Expert Matching Algorithm
Expert matching algorithms are essential in many fields, and L&D in particular. With an expert matching method, technology platforms can accurately pair a “client” with a “provider” so that the needs of both parties are met to an optimal degree. Such algorithms are constantly evolving, thanks to improvements in artificial intelligence and other technologies.
What Is an Expert Matching Algorithm?
An expert matching algorithm allows someone searching for some kind of knowledge authority to find exactly the right person.
Such algorithms are a particular application of general matching algorithms. We use these technologies constantly in areas such as:
- Question-answer apps
- User-item shopping platforms
- Entity-relation matching (the concept behind graphs)
Specifically for expert matching, current applications include:
- Author identification
- Collective intelligence
- Learning and development
For many of these applications, the matching process has traditionally been semi-automated. For example, when you search for a product on Amazon, you tend to receive many pages of suggestions. This is because there are so many dimensions to a typical product search that it takes a person, who might only have a vague idea of what they want, to make a final decision. This is known as “Human in the Loop” data integration.
Enabling Advances
Recent technology innovations are moving us more towards a solution that reduces human input to a greater extent. These advances include:
- Artificial intelligence
- The Semantic Web
- Process management
- Big Data mining
People Are Still Important
Obviously, the ultimate goal of algorithm development in the field of expert matching does not lead to removing people entirely. At one end of the process, there will always be the “client” who needs to input their search parameters. In the case of an expert search, this means a list of the qualities that they are looking for in the expert. Alternately, when it comes to learning and development, this can include the areas in which the employee requires improvement, for example:
- Professional focus area, for example, leadership
- Skill set, for example, leadership style
- Related skill areas, for example, integrity, risk-taking, and situational leadership
At the other end of the process, there is the “provider” – a coach, mentor, or technical trainer who needs to input what their professional abilities are so that the algorithm can identify them.

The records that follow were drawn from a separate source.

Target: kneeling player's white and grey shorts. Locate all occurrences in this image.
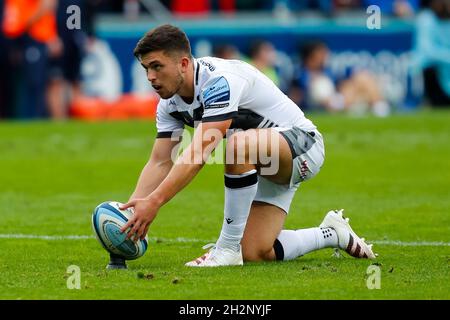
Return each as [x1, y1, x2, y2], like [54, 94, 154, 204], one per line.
[254, 128, 325, 214]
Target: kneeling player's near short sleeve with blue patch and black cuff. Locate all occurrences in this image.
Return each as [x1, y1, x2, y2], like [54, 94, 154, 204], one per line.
[201, 75, 247, 122]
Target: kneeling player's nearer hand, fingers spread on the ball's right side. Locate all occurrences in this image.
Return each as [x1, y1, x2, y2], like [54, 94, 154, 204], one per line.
[119, 199, 159, 242]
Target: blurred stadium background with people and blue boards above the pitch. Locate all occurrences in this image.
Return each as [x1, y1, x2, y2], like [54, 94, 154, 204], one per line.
[0, 0, 450, 119]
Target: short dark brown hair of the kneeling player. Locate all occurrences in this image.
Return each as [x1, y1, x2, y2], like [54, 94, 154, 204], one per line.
[133, 24, 192, 59]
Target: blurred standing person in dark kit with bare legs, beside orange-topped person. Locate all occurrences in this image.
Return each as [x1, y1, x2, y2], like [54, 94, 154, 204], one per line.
[47, 0, 87, 119]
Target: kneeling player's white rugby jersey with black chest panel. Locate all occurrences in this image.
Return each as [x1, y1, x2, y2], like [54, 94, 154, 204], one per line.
[156, 57, 316, 138]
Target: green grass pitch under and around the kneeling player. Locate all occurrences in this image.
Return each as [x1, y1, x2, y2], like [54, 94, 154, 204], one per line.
[0, 111, 450, 300]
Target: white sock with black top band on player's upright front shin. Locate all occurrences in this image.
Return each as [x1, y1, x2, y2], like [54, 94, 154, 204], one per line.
[216, 170, 258, 251]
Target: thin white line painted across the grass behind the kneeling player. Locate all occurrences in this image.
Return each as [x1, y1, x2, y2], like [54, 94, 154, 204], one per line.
[0, 233, 450, 247]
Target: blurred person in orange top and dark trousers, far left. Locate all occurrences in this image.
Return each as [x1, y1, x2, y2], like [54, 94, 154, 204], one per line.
[2, 0, 61, 118]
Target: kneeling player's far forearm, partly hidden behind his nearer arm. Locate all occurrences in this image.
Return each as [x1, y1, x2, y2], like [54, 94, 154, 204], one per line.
[130, 160, 173, 200]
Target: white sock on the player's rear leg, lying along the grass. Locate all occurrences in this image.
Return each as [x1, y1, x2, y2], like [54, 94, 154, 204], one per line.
[274, 228, 338, 260]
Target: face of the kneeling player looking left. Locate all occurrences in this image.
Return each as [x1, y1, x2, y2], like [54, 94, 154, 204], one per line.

The difference that an advanced algorithm makes is that it boils down the search results to only a few highly relevant matches. Using the Amazon example as an analogy, you would only have to view one page of search results before making a decision when an advanced algorithm is in use.
The Process of Expert Matching in L&D
At present, using technology to find learning and development experts still demands human input at certain stages. However, technologies such as workforce analytics, when integrated with expert matching algorithms, have the potential to reduce even this level of effort.
Identify Skill Gaps
The first step in expert matching is to analyze the kinds of skills that your employees should develop. You can use various processes here, including a skills gap analysis, career development initiative, and manager recommendations.
The result of your analysis will be a list of skills and skill elements. For example, let’s say that your organization needs more leaders. Working with an employee who is interested in a leadership position, you’ll identify the leadership skill elements where they require development, such as communication, change management, or strategic thinking.
Apply Taxonomy
Taxonomies are essentially methods of categorization. In terms of L&D platforms, you’ll be using two kinds of taxonomy (through the interface) to select the areas that require development and the experts to teach them.
The first is granular skill type. As mentioned, there are varying levels of skills and skill elements. It’s important for a platform to allow multiple taxonomy levels so that you can choose specialized training areas. Above, we’ve used skill taxonomy of three levels (professional focus area, skill set, and related skill areas) to illustrate this fact. Without such an ability to refine your search, you’ll have to choose from a generalized skill area that might not be relevant to the employee in the training program.
The second is the parameters for the experts you want. Typical taxonomies used to categorize experts include their industry, hierarchical specialty (e.g. working with executives or new employees), function (e.g. sales, strategy, operations), and mode of learning (coach, mentor, or technical trainer).
The result of your search should be a selection of a few experts who specialize in the kind of training that you specified at the outset.
A Note on Self-Reporting
One potential weakness in the expert matching system is that the expert has the ability to represent themselves as having experience in certain areas but without providing proof. This risk is enhanced by the fact that there is no legal requirement for people who describe themselves as a mentor, coach, or trainer to have certification.
In light of this, HR teams should use L&D platforms that:
- Only list coaches with ICF certification (for example)
- Have an evaluation mechanism that provides feedback and grading regarding an expert’s abilities
- Readily display both certifications and evaluation results
Growthspace’s Expert Matching Algorithm
The Growthspace platform has many features, with its expert matching algorithm lying at the heart of its success. With a 95% accuracy rate, the algorithm connects L&D departments with workplace training experts – coaches, mentors, and technical trainers. These experts form the Growthspace database, cover a wide range of professional subjects, and come from around the world.
Together, these innovations promise Growthspace clients a maximum chance of finding precisely the highly graded expert they need for delivering very granular L&D courses.